Les assaillants s'en sont pris ensuite au commissariat, où des policiers ont été brûlés vifs, puis à l’hôpital et à des écoles où de nombreuses femmes s’étaient réfugiées avec leurs enfants.
"On était cachés dans cette salle de classe. Ils ont tiré par la fenêtre et ma sœur s’est pris une balle dans le dos, elle est morte sur le coup", témoigne l'une d'entre elles. "On est restés cachés sous les cadavres de 8h00 à 14h00", poursuit Salwa Hassan. "Ma sœur a laissé derrière elle trois enfants (…) Qu’est-ce qu’on va faire de tous ces orphelins? On s’en remet à Dieu. Ils ont tué tout le monde". Terrorisée, elle n’a pas pu voir le visage des tireurs.
Des miliciens arabes formellement reconnus
D’autres, en revanche, ont vu la mort en face. L'électricien de l’hôpital est formel: ces miliciens Janjawids, principalement issus de tribus arabes baptisées Rizeigat, étaient soutenus par des unités paramilitaires sous les ordres du numéro 2 de la junte soudanaise, le général Dagalo, alias Hemetti.
"L’attaque était coordonnée entre les Janjawid et les Forces de soutien rapide, ils en portaient l’uniforme. Ils avaient des armes lourdes, mitrailleuses et sniper, ils sont venus avec des centaines de 4x4 surmontés de DShK [mitrailleuse lourde soviétique anti-aérienne, ndlr] et armés de RPG [lance-roquettes russe]", décrit Jumaa Zakaria. "Sans aucun doute, ce sont les véhicules des Forces de soutien rapide, c’était un assaut mené par des forces officielles.
"Nous sommes devant la fosse commune des martyrs de Kreinik, 205 personnes sont enterrées ici", enchaîne le professeur de chimie Hatim Ali Othman devant des monticules de terre recouverts de branchages à l'orée du village. "Ils ont été assassinés pour leur terre", explique-t-il. "On les dépossède de leurs parcelles et les déplace par la force pour que des colons puissent mettre la main sur cette région. Que notre Dieu les accueille et les sanctifie".
Une extermination voulue par les autorités?
D’après de nombreux témoins, un avion de l’armée soudanaise patrouillait dans le ciel la veille et le jour de l’attaque. Le village était alors encerclé, au nord, au sud et à l’ouest, par des campements de miliciens venus de toute la région.
Les autorités pouvaient-elles ignorer qu’un massacre allait être commis? "Elles savaient parfaitement que Kreinik allait être attaquée", assure Hatim Ali Othman. "Contrairement à ce qui est dit, ce n’est pas un problème tribal dès lors que des forces officielles sont impliquées.
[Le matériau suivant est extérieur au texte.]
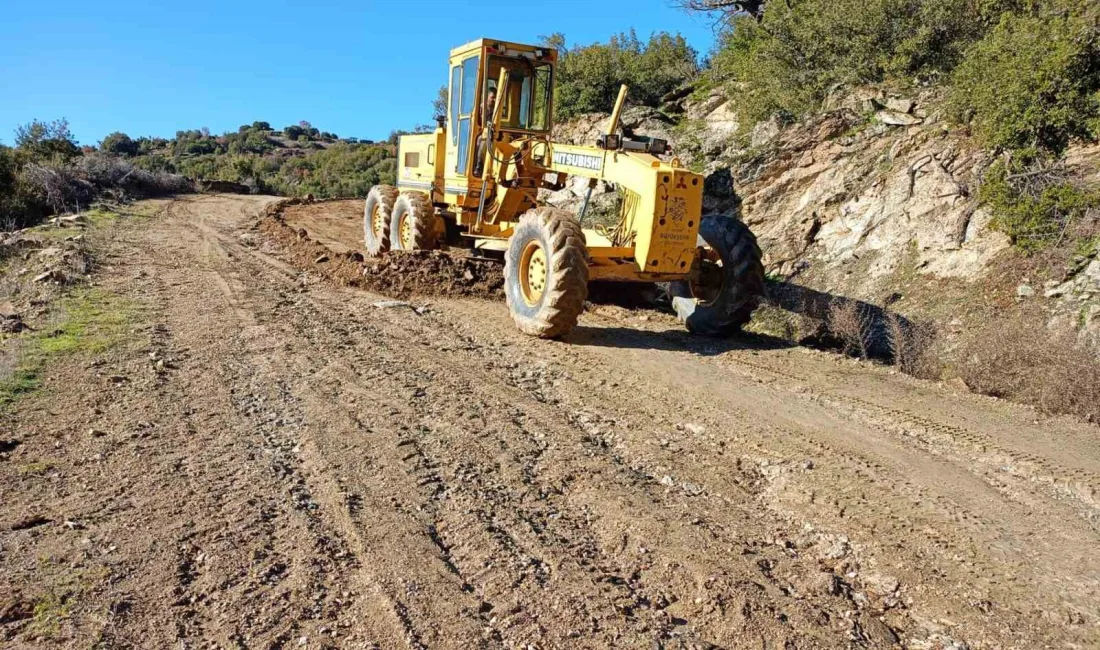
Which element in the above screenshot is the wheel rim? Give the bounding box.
[689,257,724,305]
[371,204,386,240]
[519,241,548,306]
[399,213,414,250]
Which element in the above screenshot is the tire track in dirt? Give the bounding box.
[198,213,890,646]
[171,196,481,648]
[707,351,1100,542]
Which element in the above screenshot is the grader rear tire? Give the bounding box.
[669,215,765,336]
[363,185,398,257]
[390,191,442,251]
[504,207,589,339]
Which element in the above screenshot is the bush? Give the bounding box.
[979,155,1100,251]
[273,143,396,198]
[14,119,80,162]
[17,155,191,215]
[0,146,42,229]
[949,9,1100,155]
[546,30,698,119]
[100,132,139,157]
[957,316,1100,422]
[707,0,1025,129]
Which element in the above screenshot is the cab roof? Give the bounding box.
[449,38,548,58]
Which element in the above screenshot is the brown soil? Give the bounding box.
[2,194,1099,649]
[269,199,503,299]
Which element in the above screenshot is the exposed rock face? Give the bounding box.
[552,106,675,148]
[682,99,1011,283]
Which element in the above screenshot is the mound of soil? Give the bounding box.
[257,210,503,300]
[361,250,503,299]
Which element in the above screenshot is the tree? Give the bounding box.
[14,118,80,161]
[283,124,305,139]
[548,30,698,119]
[432,85,448,121]
[252,121,271,131]
[101,131,140,157]
[672,0,767,20]
[949,9,1100,155]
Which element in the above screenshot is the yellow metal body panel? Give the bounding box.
[395,130,445,199]
[392,37,705,284]
[545,143,703,275]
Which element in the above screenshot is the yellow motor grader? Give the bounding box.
[364,38,764,338]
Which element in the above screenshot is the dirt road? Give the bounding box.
[2,195,1098,649]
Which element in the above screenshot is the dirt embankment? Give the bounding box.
[1,194,1099,649]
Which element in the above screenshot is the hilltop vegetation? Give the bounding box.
[133,121,397,198]
[0,120,397,229]
[542,30,699,119]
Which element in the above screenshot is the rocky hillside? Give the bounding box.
[552,90,1100,419]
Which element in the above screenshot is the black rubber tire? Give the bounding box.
[669,215,765,336]
[363,185,398,257]
[504,207,590,338]
[390,191,442,251]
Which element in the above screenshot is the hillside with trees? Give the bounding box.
[0,120,397,229]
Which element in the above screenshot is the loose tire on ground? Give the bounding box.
[668,215,765,336]
[363,185,398,257]
[390,191,442,251]
[504,207,590,339]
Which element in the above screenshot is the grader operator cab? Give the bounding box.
[364,38,764,338]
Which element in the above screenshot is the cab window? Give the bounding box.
[454,55,480,175]
[487,56,552,132]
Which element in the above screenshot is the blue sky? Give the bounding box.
[0,1,720,146]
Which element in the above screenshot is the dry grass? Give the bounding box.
[827,298,874,359]
[955,318,1100,422]
[886,313,940,379]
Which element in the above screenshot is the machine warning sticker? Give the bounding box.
[553,151,603,172]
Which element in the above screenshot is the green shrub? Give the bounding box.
[979,155,1100,251]
[949,9,1100,155]
[545,30,698,119]
[100,132,139,157]
[14,119,80,162]
[0,145,37,227]
[273,143,396,198]
[707,0,1022,129]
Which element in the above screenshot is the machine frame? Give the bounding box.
[393,38,705,282]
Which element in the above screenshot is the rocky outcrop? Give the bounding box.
[678,92,1011,284]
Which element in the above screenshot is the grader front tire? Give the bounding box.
[504,207,589,339]
[363,185,398,257]
[390,192,442,251]
[669,215,765,336]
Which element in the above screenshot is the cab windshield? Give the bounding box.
[486,55,552,132]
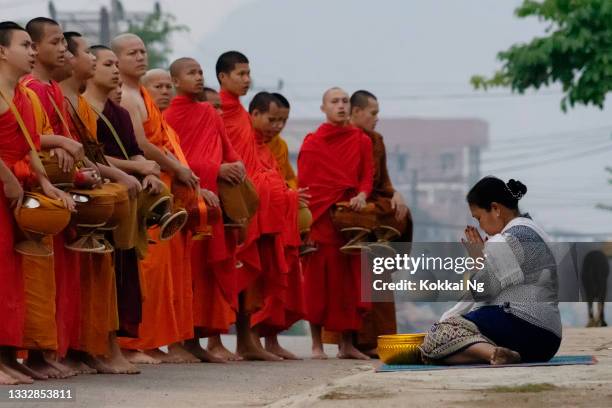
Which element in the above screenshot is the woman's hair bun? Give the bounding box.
[506,179,527,200]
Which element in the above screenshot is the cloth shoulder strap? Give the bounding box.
[89,103,130,160]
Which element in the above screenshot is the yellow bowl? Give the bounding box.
[377,333,426,365]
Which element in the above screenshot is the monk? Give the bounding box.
[322,90,413,356]
[112,33,202,364]
[22,16,85,379]
[298,87,374,360]
[200,87,222,115]
[218,50,302,361]
[141,69,173,111]
[249,91,305,360]
[0,21,75,384]
[60,33,146,375]
[164,57,245,361]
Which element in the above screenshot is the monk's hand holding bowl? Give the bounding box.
[349,192,367,211]
[298,187,311,207]
[59,138,85,164]
[2,172,23,209]
[200,188,220,208]
[117,172,142,199]
[218,162,242,185]
[142,175,164,195]
[50,147,75,173]
[461,225,485,259]
[391,191,408,221]
[40,178,76,212]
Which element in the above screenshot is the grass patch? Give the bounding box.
[488,383,558,393]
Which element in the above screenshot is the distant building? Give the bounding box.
[282,117,489,241]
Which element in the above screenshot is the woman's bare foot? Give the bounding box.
[338,343,371,360]
[311,347,329,360]
[0,365,19,385]
[490,347,521,365]
[0,363,33,384]
[122,350,161,365]
[206,337,243,361]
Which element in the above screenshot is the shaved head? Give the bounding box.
[322,87,347,104]
[142,68,173,110]
[110,33,143,55]
[142,68,171,86]
[169,57,198,78]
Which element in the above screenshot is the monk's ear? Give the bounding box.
[172,76,180,89]
[0,45,7,61]
[320,103,325,114]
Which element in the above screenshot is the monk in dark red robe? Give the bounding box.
[298,87,374,360]
[218,51,296,361]
[164,57,246,361]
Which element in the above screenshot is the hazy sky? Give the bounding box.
[5,0,612,236]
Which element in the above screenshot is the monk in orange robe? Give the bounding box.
[112,33,202,364]
[217,51,301,361]
[249,92,305,360]
[60,34,149,375]
[141,69,173,111]
[298,87,374,360]
[0,21,76,384]
[323,90,413,355]
[164,57,245,361]
[21,17,87,379]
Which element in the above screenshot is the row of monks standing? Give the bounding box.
[0,18,411,385]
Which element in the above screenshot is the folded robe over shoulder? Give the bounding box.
[22,75,81,357]
[164,95,240,335]
[297,123,374,331]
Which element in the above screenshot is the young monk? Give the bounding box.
[164,57,246,362]
[141,69,173,111]
[85,45,171,370]
[22,16,84,379]
[218,51,301,361]
[0,21,75,384]
[298,87,374,360]
[59,34,145,375]
[112,33,202,364]
[322,90,413,356]
[200,87,222,115]
[249,92,305,360]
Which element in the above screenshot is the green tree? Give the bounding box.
[471,0,612,112]
[127,2,188,68]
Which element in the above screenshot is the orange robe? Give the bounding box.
[267,134,297,189]
[163,95,238,335]
[22,75,81,356]
[65,95,119,356]
[297,123,373,331]
[0,85,39,348]
[120,87,197,349]
[219,90,294,330]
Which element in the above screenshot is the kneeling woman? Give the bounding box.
[420,177,561,365]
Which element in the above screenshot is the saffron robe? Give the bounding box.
[219,90,292,325]
[297,123,374,331]
[267,134,297,190]
[164,95,239,335]
[0,85,40,348]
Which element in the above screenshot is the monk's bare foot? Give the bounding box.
[265,344,301,360]
[362,348,379,358]
[41,353,77,378]
[311,347,329,360]
[205,340,242,361]
[0,365,19,385]
[61,354,97,375]
[122,350,161,365]
[6,359,48,380]
[0,363,33,384]
[338,344,370,360]
[99,346,140,374]
[182,339,226,363]
[81,355,120,374]
[162,344,201,364]
[25,358,64,379]
[490,347,521,365]
[238,349,283,361]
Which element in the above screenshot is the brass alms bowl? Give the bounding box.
[377,333,426,365]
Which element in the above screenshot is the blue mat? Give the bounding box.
[376,355,597,372]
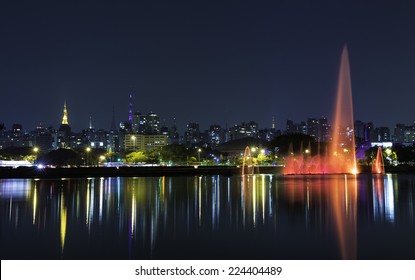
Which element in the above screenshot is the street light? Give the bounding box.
[260,149,266,165]
[86,147,91,167]
[33,147,39,165]
[131,135,136,151]
[198,148,202,163]
[99,155,106,166]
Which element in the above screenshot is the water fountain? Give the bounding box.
[242,146,254,176]
[284,46,357,174]
[372,146,385,174]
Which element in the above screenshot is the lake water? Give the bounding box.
[1,173,415,259]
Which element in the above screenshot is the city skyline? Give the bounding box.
[1,1,414,132]
[1,97,414,135]
[1,98,414,152]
Les Forces de soutien rapide sont responsables des meurtres des citoyens, ces évènements ont été planifiés dans le but de nous exterminer. Ce n’est pas nouveau, on vit ça depuis 2003".
Dans le village voisin de Salami, à quelques kilomètres de Kreinik, il ne reste plus rien. On voit des maisons éventrées par les flammes à perte de vue. Sur les 700 familles qui vivaient là, seules 30 sont restées au milieu des cendres.
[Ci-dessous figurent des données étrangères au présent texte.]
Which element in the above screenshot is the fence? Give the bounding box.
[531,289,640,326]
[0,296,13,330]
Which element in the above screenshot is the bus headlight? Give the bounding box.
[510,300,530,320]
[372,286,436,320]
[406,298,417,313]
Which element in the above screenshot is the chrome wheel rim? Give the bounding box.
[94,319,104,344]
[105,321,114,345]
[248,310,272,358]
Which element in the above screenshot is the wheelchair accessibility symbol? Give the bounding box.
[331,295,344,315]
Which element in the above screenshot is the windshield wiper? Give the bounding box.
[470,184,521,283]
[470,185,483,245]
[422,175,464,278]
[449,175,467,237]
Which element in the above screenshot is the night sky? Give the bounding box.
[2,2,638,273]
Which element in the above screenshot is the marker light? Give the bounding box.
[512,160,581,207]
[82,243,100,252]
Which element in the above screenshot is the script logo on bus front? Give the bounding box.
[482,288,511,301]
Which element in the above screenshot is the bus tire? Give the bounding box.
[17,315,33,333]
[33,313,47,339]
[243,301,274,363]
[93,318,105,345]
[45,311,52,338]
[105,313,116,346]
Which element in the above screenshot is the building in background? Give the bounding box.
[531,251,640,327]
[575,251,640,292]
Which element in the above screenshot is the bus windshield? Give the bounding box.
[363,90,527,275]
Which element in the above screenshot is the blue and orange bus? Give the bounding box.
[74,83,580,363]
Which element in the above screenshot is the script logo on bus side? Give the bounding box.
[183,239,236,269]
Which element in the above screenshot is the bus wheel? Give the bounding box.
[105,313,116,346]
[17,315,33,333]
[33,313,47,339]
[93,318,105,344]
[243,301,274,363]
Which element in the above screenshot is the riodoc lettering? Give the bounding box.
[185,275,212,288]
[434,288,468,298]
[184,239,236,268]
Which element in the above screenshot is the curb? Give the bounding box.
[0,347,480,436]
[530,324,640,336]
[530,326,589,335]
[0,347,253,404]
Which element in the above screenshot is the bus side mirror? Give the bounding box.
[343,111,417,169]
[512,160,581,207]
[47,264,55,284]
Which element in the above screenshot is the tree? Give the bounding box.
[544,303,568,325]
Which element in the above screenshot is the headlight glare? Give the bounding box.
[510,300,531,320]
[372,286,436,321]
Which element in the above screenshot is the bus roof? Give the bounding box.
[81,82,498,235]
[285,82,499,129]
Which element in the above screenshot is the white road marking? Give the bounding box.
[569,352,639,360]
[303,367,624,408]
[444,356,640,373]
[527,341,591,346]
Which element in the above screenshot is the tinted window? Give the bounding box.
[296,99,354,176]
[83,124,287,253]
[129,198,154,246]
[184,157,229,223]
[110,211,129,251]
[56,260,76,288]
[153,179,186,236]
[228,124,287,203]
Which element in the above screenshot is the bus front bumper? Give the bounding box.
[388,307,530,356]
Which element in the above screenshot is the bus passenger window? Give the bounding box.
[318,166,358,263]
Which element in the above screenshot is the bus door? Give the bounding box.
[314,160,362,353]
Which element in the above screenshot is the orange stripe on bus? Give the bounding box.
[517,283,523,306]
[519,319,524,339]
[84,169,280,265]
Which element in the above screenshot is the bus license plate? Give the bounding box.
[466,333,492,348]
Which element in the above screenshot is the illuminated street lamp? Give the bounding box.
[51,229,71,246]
"Personne ne sort de la ville", souligne Salim Abdallah en jetant un regard craintif à l'horizon. "Si on s’éloigne de 200 mètres, on peut se faire tirer dessus", poursuit cet éleveur. "Avant-hier, du bétail a été volé ici. Il y a trois jours, des gens sont partis chercher du fourrage et ont été menacés. Les milices sont toujours là, nous sommes encerclés".
Course contre-la-montre pour éviter la famine
C’est le début de l’automne et les paysans devraient être en train de semer leurs parcelles, mais les conditions ne sont pas réunies. "Tous les habitants se demandent qui va garantir la sécurité de la période des semis", s'alarme un chef traditionnel de Salami, le omda Mohamed Adam. "Si les gens ne commencent pas à semer dans les deux prochaines semaines, ça sera trop tard. Et dans quatre ou cinq mois ce sera la famine, les gens mourront de faim".
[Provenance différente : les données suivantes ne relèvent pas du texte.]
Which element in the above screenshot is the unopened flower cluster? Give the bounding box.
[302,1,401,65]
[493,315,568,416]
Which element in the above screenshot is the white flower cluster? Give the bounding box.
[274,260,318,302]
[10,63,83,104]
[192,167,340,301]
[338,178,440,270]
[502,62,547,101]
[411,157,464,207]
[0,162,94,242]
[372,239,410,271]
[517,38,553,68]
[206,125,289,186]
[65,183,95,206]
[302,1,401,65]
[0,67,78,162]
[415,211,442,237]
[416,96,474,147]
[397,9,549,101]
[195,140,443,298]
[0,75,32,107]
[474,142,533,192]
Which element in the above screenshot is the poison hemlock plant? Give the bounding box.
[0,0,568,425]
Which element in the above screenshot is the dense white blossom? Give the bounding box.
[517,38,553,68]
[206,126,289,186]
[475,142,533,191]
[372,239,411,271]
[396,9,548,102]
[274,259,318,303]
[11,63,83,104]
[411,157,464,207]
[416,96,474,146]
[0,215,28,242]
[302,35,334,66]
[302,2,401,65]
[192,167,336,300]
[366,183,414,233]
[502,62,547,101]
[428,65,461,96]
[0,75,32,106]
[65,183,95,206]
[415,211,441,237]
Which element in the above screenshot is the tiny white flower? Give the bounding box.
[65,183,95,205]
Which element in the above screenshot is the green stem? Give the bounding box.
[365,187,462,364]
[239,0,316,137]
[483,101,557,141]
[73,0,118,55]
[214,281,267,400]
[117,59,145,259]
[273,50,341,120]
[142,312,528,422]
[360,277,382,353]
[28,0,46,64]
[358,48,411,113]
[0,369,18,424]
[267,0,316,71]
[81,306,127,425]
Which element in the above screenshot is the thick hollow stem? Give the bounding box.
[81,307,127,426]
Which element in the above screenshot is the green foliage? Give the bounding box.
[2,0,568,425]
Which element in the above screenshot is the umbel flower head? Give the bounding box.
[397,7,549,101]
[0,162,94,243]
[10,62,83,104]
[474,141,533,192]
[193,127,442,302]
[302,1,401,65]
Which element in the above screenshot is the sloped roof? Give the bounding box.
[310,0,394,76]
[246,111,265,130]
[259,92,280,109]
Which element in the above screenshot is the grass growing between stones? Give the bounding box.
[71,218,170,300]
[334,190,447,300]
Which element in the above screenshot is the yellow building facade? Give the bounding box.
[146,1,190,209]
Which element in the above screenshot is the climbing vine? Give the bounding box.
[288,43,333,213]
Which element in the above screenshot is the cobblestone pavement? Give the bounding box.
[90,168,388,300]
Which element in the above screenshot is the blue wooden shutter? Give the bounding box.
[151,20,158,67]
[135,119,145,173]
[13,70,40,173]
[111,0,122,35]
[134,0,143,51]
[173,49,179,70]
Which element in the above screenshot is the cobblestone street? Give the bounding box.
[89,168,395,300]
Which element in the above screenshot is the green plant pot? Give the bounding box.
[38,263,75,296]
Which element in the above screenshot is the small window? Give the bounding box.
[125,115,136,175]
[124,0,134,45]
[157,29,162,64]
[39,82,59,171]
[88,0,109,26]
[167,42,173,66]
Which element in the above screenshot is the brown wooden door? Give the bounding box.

Un tiers des Soudanais sont déjà en situation d’insécurité alimentaire, selon l’ONU. Et cette crise a encore empiré avec la guerre en Ukraine, alors que le Soudan importe près de 90% de son blé de la mer Noire. La faim touchera en priorité les populations vulnérabilisées par les conflits. En une année, près de 500'000 personnes ont été forcées d’abandonner leurs terres au Darfour.